Depuis la loi d'orientation du commerce et de l'artisanat du 27 décembre 1973 (loi Royer), les autorisations d'équipement commercial sont délivrées en fonction des effets probables sur toutes les formes de commerce. La loi "Raffarin" de 1996 a précisé les critères d'autorisation, notamment en cas de création de surface de vente supérieure à 1.000 m² ; pour de telles demandes, le dossier doit comporte une étude d'impact. Toutefois, même pour les surfaces de plus petite taille, excédant 300 m² de surface de vente, le demandeur doit présenter un dossier qui comporte notamment la délimitation de la zone de chalandise envisagée. En l'espèce, à l'appui de sa demande d'autorisation d'équipement commercial relative à l'extension d'un hypermarché de 4.385 à 5.425 m² et à la création dans la galerie marchande attenante de trois boutiques d'une surface de vente totale de 225 m², une société a délimité une zone de chalandise comportant 86.670 habitants, principalement déterminée à partir d'une enquête portant sur les chèques remis par ses clients, et, subsidiairement, correspondant à un temps d'accès routier de moins de 25 minutes ; elle a toutefois exclu de cette zone, sans justification particulière, la totalité de deux communes se trouvant respectivement à environ 15 et 20 minutes de temps d'accès du lieu d'implantation du projet contesté.
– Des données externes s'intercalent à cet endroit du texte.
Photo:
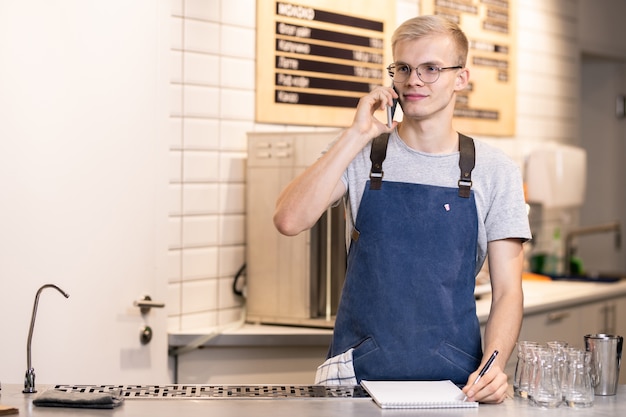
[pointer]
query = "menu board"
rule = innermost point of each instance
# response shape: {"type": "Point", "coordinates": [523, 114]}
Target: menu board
{"type": "Point", "coordinates": [316, 58]}
{"type": "Point", "coordinates": [487, 106]}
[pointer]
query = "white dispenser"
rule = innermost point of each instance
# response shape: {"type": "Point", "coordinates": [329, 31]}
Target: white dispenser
{"type": "Point", "coordinates": [556, 175]}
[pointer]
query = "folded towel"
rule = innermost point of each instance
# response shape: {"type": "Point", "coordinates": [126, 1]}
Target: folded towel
{"type": "Point", "coordinates": [58, 398]}
{"type": "Point", "coordinates": [338, 370]}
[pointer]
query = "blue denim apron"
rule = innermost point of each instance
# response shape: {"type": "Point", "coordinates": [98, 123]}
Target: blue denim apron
{"type": "Point", "coordinates": [407, 306]}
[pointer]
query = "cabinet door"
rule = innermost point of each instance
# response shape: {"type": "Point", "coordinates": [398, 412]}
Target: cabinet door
{"type": "Point", "coordinates": [561, 324]}
{"type": "Point", "coordinates": [620, 329]}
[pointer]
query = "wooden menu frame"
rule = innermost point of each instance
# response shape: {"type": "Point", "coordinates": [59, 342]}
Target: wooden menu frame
{"type": "Point", "coordinates": [316, 58]}
{"type": "Point", "coordinates": [487, 107]}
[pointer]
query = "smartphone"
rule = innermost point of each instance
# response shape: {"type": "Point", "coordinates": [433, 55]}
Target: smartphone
{"type": "Point", "coordinates": [391, 110]}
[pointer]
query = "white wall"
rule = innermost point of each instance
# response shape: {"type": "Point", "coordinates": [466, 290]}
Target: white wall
{"type": "Point", "coordinates": [83, 186]}
{"type": "Point", "coordinates": [212, 106]}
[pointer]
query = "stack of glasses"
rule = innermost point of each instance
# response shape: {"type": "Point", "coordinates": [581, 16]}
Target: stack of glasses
{"type": "Point", "coordinates": [553, 374]}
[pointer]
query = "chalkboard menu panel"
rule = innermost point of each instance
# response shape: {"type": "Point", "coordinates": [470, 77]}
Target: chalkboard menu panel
{"type": "Point", "coordinates": [316, 58]}
{"type": "Point", "coordinates": [487, 107]}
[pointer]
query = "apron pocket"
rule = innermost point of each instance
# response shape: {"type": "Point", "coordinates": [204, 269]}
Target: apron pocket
{"type": "Point", "coordinates": [458, 357]}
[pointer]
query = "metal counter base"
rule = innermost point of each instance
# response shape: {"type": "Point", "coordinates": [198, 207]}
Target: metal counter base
{"type": "Point", "coordinates": [303, 407]}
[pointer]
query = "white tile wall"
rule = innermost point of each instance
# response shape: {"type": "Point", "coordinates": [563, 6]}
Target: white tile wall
{"type": "Point", "coordinates": [212, 109]}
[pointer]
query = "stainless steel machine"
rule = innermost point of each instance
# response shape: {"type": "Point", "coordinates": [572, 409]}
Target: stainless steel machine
{"type": "Point", "coordinates": [290, 280]}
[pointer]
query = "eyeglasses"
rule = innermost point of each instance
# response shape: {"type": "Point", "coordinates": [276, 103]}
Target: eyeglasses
{"type": "Point", "coordinates": [428, 73]}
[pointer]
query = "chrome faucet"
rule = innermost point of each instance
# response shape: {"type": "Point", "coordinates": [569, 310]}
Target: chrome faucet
{"type": "Point", "coordinates": [589, 230]}
{"type": "Point", "coordinates": [29, 379]}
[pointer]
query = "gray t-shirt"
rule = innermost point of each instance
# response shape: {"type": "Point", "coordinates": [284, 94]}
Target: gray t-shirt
{"type": "Point", "coordinates": [496, 182]}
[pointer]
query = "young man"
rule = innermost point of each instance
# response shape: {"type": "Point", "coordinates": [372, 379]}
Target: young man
{"type": "Point", "coordinates": [420, 235]}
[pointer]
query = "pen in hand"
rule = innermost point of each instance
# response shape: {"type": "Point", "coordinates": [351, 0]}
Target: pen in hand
{"type": "Point", "coordinates": [485, 369]}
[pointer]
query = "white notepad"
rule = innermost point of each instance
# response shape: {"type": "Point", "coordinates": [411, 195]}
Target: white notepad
{"type": "Point", "coordinates": [417, 394]}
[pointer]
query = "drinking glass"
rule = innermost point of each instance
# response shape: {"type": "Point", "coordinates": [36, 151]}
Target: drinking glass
{"type": "Point", "coordinates": [579, 389]}
{"type": "Point", "coordinates": [546, 388]}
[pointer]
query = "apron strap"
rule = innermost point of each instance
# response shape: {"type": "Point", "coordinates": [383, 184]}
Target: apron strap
{"type": "Point", "coordinates": [377, 156]}
{"type": "Point", "coordinates": [467, 160]}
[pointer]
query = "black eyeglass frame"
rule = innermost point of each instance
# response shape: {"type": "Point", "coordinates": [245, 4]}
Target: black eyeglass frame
{"type": "Point", "coordinates": [391, 72]}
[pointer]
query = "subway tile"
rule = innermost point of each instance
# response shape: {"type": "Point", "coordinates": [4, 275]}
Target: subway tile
{"type": "Point", "coordinates": [202, 134]}
{"type": "Point", "coordinates": [176, 100]}
{"type": "Point", "coordinates": [199, 296]}
{"type": "Point", "coordinates": [230, 316]}
{"type": "Point", "coordinates": [200, 199]}
{"type": "Point", "coordinates": [173, 303]}
{"type": "Point", "coordinates": [203, 69]}
{"type": "Point", "coordinates": [203, 9]}
{"type": "Point", "coordinates": [176, 133]}
{"type": "Point", "coordinates": [201, 166]}
{"type": "Point", "coordinates": [207, 319]}
{"type": "Point", "coordinates": [199, 231]}
{"type": "Point", "coordinates": [200, 263]}
{"type": "Point", "coordinates": [234, 135]}
{"type": "Point", "coordinates": [232, 198]}
{"type": "Point", "coordinates": [174, 232]}
{"type": "Point", "coordinates": [176, 33]}
{"type": "Point", "coordinates": [232, 167]}
{"type": "Point", "coordinates": [237, 41]}
{"type": "Point", "coordinates": [237, 104]}
{"type": "Point", "coordinates": [175, 165]}
{"type": "Point", "coordinates": [239, 13]}
{"type": "Point", "coordinates": [176, 67]}
{"type": "Point", "coordinates": [232, 229]}
{"type": "Point", "coordinates": [237, 73]}
{"type": "Point", "coordinates": [175, 199]}
{"type": "Point", "coordinates": [199, 101]}
{"type": "Point", "coordinates": [231, 259]}
{"type": "Point", "coordinates": [176, 7]}
{"type": "Point", "coordinates": [201, 36]}
{"type": "Point", "coordinates": [227, 297]}
{"type": "Point", "coordinates": [174, 261]}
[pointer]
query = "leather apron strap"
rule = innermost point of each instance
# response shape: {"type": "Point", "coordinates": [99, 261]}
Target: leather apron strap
{"type": "Point", "coordinates": [467, 161]}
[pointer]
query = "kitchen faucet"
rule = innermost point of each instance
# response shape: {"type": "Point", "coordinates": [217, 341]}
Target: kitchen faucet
{"type": "Point", "coordinates": [29, 379]}
{"type": "Point", "coordinates": [601, 228]}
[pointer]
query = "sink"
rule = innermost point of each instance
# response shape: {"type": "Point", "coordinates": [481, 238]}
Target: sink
{"type": "Point", "coordinates": [602, 277]}
{"type": "Point", "coordinates": [181, 391]}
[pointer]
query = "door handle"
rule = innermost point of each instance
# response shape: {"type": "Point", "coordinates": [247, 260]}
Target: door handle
{"type": "Point", "coordinates": [146, 303]}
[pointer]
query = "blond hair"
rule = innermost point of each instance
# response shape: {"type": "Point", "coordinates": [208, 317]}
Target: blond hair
{"type": "Point", "coordinates": [429, 25]}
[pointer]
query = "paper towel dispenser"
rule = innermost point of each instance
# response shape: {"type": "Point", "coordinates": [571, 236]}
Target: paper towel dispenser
{"type": "Point", "coordinates": [556, 175]}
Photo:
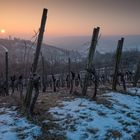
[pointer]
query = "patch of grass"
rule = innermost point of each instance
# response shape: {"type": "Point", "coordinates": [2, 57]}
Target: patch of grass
{"type": "Point", "coordinates": [113, 134]}
{"type": "Point", "coordinates": [92, 130]}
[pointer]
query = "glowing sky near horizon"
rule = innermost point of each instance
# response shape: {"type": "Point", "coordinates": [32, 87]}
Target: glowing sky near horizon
{"type": "Point", "coordinates": [70, 17]}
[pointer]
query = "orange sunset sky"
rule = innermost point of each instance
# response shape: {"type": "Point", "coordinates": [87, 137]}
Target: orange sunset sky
{"type": "Point", "coordinates": [70, 17]}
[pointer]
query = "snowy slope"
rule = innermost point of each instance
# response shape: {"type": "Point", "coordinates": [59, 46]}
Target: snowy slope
{"type": "Point", "coordinates": [15, 127]}
{"type": "Point", "coordinates": [83, 119]}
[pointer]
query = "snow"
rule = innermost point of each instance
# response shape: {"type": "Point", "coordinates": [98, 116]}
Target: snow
{"type": "Point", "coordinates": [134, 91]}
{"type": "Point", "coordinates": [85, 119]}
{"type": "Point", "coordinates": [15, 127]}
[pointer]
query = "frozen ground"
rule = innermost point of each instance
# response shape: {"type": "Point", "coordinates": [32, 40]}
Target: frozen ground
{"type": "Point", "coordinates": [15, 127]}
{"type": "Point", "coordinates": [134, 91]}
{"type": "Point", "coordinates": [118, 117]}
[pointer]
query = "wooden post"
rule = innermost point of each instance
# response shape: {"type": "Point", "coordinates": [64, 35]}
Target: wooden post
{"type": "Point", "coordinates": [69, 74]}
{"type": "Point", "coordinates": [43, 74]}
{"type": "Point", "coordinates": [117, 62]}
{"type": "Point", "coordinates": [90, 58]}
{"type": "Point", "coordinates": [36, 57]}
{"type": "Point", "coordinates": [137, 75]}
{"type": "Point", "coordinates": [6, 72]}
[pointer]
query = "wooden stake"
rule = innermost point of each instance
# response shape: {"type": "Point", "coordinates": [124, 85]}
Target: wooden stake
{"type": "Point", "coordinates": [90, 58]}
{"type": "Point", "coordinates": [36, 57]}
{"type": "Point", "coordinates": [117, 62]}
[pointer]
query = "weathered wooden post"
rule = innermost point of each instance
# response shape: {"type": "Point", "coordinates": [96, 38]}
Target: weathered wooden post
{"type": "Point", "coordinates": [43, 74]}
{"type": "Point", "coordinates": [137, 75]}
{"type": "Point", "coordinates": [90, 58]}
{"type": "Point", "coordinates": [6, 69]}
{"type": "Point", "coordinates": [6, 72]}
{"type": "Point", "coordinates": [117, 62]}
{"type": "Point", "coordinates": [69, 69]}
{"type": "Point", "coordinates": [35, 62]}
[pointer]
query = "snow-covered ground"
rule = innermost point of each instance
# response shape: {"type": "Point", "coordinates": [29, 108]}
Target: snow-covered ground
{"type": "Point", "coordinates": [82, 119]}
{"type": "Point", "coordinates": [15, 127]}
{"type": "Point", "coordinates": [135, 91]}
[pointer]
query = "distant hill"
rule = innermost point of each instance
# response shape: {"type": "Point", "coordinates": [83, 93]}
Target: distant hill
{"type": "Point", "coordinates": [17, 49]}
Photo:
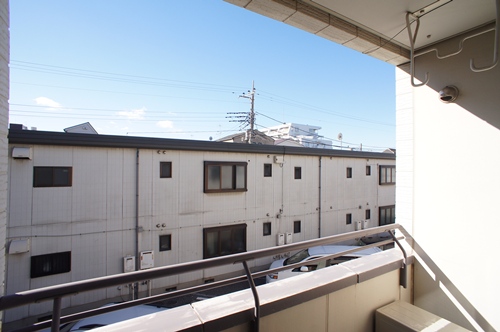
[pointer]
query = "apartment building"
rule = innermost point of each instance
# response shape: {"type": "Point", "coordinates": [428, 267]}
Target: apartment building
{"type": "Point", "coordinates": [84, 206]}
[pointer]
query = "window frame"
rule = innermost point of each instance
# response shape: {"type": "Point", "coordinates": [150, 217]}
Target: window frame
{"type": "Point", "coordinates": [58, 263]}
{"type": "Point", "coordinates": [297, 226]}
{"type": "Point", "coordinates": [384, 171]}
{"type": "Point", "coordinates": [169, 174]}
{"type": "Point", "coordinates": [39, 183]}
{"type": "Point", "coordinates": [266, 228]}
{"type": "Point", "coordinates": [268, 170]}
{"type": "Point", "coordinates": [234, 249]}
{"type": "Point", "coordinates": [392, 215]}
{"type": "Point", "coordinates": [348, 172]}
{"type": "Point", "coordinates": [234, 170]}
{"type": "Point", "coordinates": [162, 237]}
{"type": "Point", "coordinates": [297, 172]}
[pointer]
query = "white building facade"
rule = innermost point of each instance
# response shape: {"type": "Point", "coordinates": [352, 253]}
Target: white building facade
{"type": "Point", "coordinates": [84, 206]}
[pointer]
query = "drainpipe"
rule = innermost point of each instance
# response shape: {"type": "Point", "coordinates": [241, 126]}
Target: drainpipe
{"type": "Point", "coordinates": [319, 196]}
{"type": "Point", "coordinates": [137, 257]}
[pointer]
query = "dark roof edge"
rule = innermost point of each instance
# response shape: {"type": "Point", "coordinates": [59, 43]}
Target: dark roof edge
{"type": "Point", "coordinates": [74, 139]}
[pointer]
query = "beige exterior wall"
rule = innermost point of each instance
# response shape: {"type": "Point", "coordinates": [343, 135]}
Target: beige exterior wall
{"type": "Point", "coordinates": [448, 178]}
{"type": "Point", "coordinates": [4, 118]}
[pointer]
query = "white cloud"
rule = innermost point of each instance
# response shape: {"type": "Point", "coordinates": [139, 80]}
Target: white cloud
{"type": "Point", "coordinates": [137, 114]}
{"type": "Point", "coordinates": [44, 101]}
{"type": "Point", "coordinates": [165, 124]}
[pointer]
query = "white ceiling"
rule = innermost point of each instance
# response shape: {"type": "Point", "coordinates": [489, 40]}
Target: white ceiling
{"type": "Point", "coordinates": [386, 18]}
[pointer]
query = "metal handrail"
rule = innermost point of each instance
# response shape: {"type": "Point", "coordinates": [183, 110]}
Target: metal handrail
{"type": "Point", "coordinates": [57, 292]}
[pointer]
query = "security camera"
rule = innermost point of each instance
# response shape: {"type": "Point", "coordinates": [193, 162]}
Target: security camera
{"type": "Point", "coordinates": [448, 94]}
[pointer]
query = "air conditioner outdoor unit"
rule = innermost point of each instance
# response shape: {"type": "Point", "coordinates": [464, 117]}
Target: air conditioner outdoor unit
{"type": "Point", "coordinates": [128, 264]}
{"type": "Point", "coordinates": [357, 225]}
{"type": "Point", "coordinates": [147, 260]}
{"type": "Point", "coordinates": [279, 159]}
{"type": "Point", "coordinates": [21, 153]}
{"type": "Point", "coordinates": [364, 224]}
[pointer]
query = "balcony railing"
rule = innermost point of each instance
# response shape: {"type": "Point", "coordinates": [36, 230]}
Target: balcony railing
{"type": "Point", "coordinates": [58, 292]}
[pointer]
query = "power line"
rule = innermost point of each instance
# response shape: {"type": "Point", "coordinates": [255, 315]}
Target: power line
{"type": "Point", "coordinates": [117, 77]}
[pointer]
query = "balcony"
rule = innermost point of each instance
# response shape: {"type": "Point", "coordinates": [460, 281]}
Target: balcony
{"type": "Point", "coordinates": [343, 297]}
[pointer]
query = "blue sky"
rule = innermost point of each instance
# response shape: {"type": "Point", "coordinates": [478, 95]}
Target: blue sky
{"type": "Point", "coordinates": [176, 68]}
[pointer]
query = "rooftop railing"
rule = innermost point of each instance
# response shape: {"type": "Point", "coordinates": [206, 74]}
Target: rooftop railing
{"type": "Point", "coordinates": [58, 292]}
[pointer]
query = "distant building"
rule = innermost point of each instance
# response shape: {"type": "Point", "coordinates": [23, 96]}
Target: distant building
{"type": "Point", "coordinates": [83, 206]}
{"type": "Point", "coordinates": [258, 138]}
{"type": "Point", "coordinates": [306, 135]}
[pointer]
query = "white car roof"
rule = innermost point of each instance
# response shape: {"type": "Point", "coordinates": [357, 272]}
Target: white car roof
{"type": "Point", "coordinates": [334, 249]}
{"type": "Point", "coordinates": [116, 316]}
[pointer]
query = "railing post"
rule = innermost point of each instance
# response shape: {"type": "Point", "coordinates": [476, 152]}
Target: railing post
{"type": "Point", "coordinates": [255, 296]}
{"type": "Point", "coordinates": [56, 314]}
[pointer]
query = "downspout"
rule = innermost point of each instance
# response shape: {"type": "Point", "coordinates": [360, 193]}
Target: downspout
{"type": "Point", "coordinates": [319, 196]}
{"type": "Point", "coordinates": [137, 257]}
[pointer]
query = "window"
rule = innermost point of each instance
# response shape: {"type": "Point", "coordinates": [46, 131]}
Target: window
{"type": "Point", "coordinates": [165, 169]}
{"type": "Point", "coordinates": [296, 226]}
{"type": "Point", "coordinates": [387, 174]}
{"type": "Point", "coordinates": [165, 242]}
{"type": "Point", "coordinates": [52, 176]}
{"type": "Point", "coordinates": [266, 228]}
{"type": "Point", "coordinates": [225, 176]}
{"type": "Point", "coordinates": [49, 264]}
{"type": "Point", "coordinates": [298, 173]}
{"type": "Point", "coordinates": [227, 240]}
{"type": "Point", "coordinates": [387, 215]}
{"type": "Point", "coordinates": [268, 170]}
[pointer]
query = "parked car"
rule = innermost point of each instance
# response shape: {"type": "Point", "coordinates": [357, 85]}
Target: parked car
{"type": "Point", "coordinates": [313, 253]}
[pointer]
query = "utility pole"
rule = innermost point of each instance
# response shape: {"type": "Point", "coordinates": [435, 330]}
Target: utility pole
{"type": "Point", "coordinates": [251, 117]}
{"type": "Point", "coordinates": [244, 117]}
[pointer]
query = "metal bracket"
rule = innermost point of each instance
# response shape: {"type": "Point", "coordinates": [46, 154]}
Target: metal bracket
{"type": "Point", "coordinates": [255, 296]}
{"type": "Point", "coordinates": [495, 49]}
{"type": "Point", "coordinates": [413, 38]}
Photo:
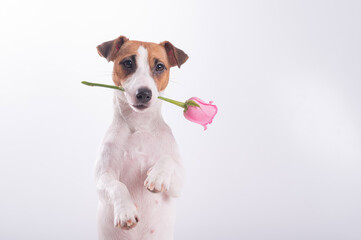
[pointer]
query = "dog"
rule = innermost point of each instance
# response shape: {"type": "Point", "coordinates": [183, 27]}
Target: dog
{"type": "Point", "coordinates": [138, 170]}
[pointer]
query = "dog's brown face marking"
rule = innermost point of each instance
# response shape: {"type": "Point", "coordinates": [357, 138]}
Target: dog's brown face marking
{"type": "Point", "coordinates": [161, 57]}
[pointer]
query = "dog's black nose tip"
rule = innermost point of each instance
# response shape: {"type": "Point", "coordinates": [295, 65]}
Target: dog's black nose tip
{"type": "Point", "coordinates": [144, 95]}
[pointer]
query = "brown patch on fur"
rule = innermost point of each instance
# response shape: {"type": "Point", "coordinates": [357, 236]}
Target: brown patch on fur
{"type": "Point", "coordinates": [119, 49]}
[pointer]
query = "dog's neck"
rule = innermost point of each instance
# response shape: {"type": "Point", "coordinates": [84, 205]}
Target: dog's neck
{"type": "Point", "coordinates": [147, 120]}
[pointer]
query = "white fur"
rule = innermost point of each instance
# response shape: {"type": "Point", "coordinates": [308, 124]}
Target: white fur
{"type": "Point", "coordinates": [135, 144]}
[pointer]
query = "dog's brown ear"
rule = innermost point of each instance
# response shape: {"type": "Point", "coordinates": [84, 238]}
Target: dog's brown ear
{"type": "Point", "coordinates": [176, 57]}
{"type": "Point", "coordinates": [109, 49]}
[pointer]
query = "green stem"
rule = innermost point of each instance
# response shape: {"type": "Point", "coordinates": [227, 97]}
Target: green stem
{"type": "Point", "coordinates": [180, 104]}
{"type": "Point", "coordinates": [102, 85]}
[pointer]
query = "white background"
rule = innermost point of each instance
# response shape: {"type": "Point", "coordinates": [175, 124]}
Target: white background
{"type": "Point", "coordinates": [282, 159]}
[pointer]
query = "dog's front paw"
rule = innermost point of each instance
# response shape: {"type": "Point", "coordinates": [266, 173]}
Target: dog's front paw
{"type": "Point", "coordinates": [157, 180]}
{"type": "Point", "coordinates": [125, 217]}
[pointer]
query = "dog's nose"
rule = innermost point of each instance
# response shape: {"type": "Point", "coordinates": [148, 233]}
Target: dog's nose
{"type": "Point", "coordinates": [144, 95]}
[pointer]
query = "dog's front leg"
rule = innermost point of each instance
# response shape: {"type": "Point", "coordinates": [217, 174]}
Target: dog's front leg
{"type": "Point", "coordinates": [165, 176]}
{"type": "Point", "coordinates": [117, 194]}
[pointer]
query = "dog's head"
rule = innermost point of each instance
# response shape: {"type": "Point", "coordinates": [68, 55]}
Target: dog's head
{"type": "Point", "coordinates": [141, 68]}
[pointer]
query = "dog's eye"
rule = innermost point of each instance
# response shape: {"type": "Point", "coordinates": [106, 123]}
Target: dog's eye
{"type": "Point", "coordinates": [128, 63]}
{"type": "Point", "coordinates": [160, 67]}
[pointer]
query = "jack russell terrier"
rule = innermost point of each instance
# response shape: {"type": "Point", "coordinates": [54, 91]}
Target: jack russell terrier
{"type": "Point", "coordinates": [138, 170]}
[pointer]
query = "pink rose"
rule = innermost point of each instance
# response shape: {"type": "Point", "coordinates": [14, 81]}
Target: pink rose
{"type": "Point", "coordinates": [202, 114]}
{"type": "Point", "coordinates": [195, 109]}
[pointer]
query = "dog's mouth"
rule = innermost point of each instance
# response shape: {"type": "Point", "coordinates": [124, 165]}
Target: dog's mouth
{"type": "Point", "coordinates": [140, 106]}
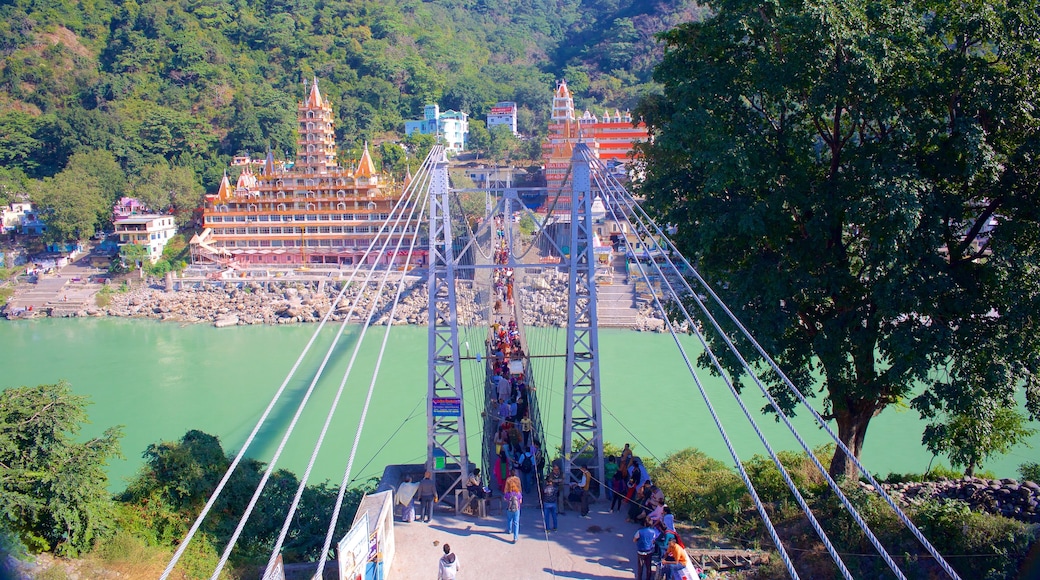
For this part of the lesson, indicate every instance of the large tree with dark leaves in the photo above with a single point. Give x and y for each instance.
(53, 490)
(859, 181)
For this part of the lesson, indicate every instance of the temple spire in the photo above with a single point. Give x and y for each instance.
(314, 100)
(366, 167)
(224, 193)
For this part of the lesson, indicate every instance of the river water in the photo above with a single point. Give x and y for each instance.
(160, 379)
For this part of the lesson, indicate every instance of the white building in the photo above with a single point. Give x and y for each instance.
(503, 113)
(451, 128)
(20, 217)
(153, 231)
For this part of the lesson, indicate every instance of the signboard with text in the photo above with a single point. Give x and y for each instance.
(353, 551)
(447, 406)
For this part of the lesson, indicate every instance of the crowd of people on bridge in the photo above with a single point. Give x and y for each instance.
(519, 470)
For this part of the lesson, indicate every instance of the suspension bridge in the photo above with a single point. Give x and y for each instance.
(486, 260)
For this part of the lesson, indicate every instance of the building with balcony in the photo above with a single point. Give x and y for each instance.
(20, 217)
(311, 211)
(450, 128)
(504, 114)
(612, 137)
(151, 231)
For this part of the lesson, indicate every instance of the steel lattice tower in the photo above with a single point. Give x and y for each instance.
(445, 422)
(582, 425)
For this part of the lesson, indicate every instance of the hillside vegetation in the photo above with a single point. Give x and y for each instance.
(189, 83)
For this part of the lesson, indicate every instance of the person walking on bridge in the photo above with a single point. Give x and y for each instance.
(514, 499)
(645, 538)
(447, 568)
(427, 496)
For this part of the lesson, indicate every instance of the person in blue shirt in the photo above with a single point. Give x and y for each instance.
(645, 537)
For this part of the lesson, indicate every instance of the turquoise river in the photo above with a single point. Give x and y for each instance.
(160, 379)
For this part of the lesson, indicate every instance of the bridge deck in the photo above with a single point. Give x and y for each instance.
(594, 549)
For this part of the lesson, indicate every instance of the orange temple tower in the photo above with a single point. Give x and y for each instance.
(311, 211)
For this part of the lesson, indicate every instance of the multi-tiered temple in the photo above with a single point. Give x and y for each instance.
(611, 137)
(312, 211)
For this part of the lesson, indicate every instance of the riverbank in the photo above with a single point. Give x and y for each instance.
(228, 302)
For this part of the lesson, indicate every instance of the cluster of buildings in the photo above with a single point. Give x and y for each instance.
(612, 138)
(316, 211)
(311, 211)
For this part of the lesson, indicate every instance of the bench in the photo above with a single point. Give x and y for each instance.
(464, 499)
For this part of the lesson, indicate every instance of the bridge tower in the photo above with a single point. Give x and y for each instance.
(582, 411)
(445, 422)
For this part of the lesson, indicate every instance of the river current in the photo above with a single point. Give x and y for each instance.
(160, 379)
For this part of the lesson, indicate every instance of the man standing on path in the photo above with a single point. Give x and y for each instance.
(447, 568)
(514, 499)
(549, 496)
(645, 537)
(427, 495)
(582, 485)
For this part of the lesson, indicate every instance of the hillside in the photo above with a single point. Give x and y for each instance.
(189, 83)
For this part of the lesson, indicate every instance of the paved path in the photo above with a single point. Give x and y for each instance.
(594, 549)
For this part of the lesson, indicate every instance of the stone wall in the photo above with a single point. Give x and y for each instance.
(232, 302)
(1004, 497)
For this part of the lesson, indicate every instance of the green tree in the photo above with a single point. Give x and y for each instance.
(503, 142)
(393, 157)
(479, 138)
(170, 189)
(14, 185)
(52, 489)
(419, 146)
(839, 167)
(103, 170)
(969, 440)
(71, 205)
(18, 140)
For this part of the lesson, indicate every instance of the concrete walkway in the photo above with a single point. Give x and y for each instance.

Les inexactitudes entachant ainsi la délimitation de la zone de chalandise du projet dans le dossier produit par le demandeur, qui n'ont pas été rectifiées au cours de l'instruction, ont conduit la commission nationale d'équipement commercial (CNEC) à se prononcer sur la demande d'autorisation dont elle était saisie en fonction de données qui ne l'ont pas mise à même d'apprécier l'impact prévisible du projet au regard des critères prévus par l'article 1er de la loi du 27 décembre 1973 et les articles L. 720-1 et L. 720-3 du Code de commerce ; par suite, la décision attaquée est entachée d'illégalité. Est donc fondée la demande d'annulation de la décision de la CNEC par laquelle cette dernière a autorisé l'extension d'un hypermarché et de la galerie marchande attenante.

Clotilde Alric



Auteur : Clotilde Alric ID réf. de l'article : 148450


Références
- Conseil d'Etat, 4e et 5e sous-sections réunies, 14 mars 2005 (n° 260675), Chambre de commerce et d'industrie de Rouen - cliquer ici />
- Loi n° 96-603 du 5 juillet 1996 relative au développement et à la promotion du commerce et de l'artisanat (Loi Raffarin) - cliquer ici />
- Loi n° 73-1193 du 27 décembre 1973 d'orientation du commerce et de l'artisanat (Loi "Royer") - cliquer ici
Sources
Revue de jurisprudence commerciale, 2005, n° 4, juillet-août, chroniques, p. 371
Mots clés
Urbanisme commercial - Equipement commercial - Droit de la concurrence - Grande surface - Grande distribution - Monopole - Franchisé - Enseigne commerciale - ZAC - Zone d'aménagement concerté - Centre commercial - Surface de vente
Pays : France.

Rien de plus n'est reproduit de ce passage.